県連の稽古納めに参加した。
まさか防具を担いで二刀流を仕出かすわけにはいかないので前半の居合の部にだけ顔を出すことにした。
今年はどうした事かジュニアの人たちが目立ち道場が手狭に感じるほどの賑わいであった。
皆さん夫々程よい空間を確保して無心に稽古に精を出されている。
偶々、わたしの右隣には県下でも著名なる剣士の御方が陣取られる。
真横の彼の真向斬り下ろす凄まじいばかりの刃音には実に魂消てしまう。
澄みきった道場の空気を斬り裂く鋭い反響音は一際目立つのです。
勿論、予め作為があったのでは決してない。
彼の振り切った真剣がわたしの右の耳もと近くを通り過ぎたように感じた。
当然のことながらその距離は優に1メートル以上は離れてはいたのだがわたしは一瞬不覚を取ったと実感してしまった。

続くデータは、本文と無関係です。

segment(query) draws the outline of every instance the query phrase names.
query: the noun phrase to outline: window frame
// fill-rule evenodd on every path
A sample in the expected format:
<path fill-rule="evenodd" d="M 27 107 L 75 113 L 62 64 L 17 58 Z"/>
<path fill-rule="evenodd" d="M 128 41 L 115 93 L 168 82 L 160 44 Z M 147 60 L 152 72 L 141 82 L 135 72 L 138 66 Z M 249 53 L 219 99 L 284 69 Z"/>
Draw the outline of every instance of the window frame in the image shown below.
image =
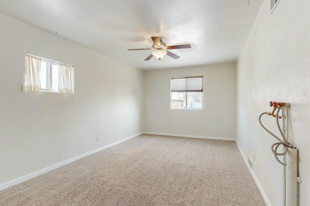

恐らくは、斬れる居合の名人の手に掛かれば斯くの如く痛くも痒くもなく切り伏せられる。
竹刀剣道とて何ら変わりなく一刀のもと一刀両断いたすほどの手の内が求められるのでしょう。
決して、腕力や体力ではない。
刃筋正しく剣尖がいかに鋭く走るかに掛かることだと思う。
脱力と手の内の妙、修行はまだまだ続くのです。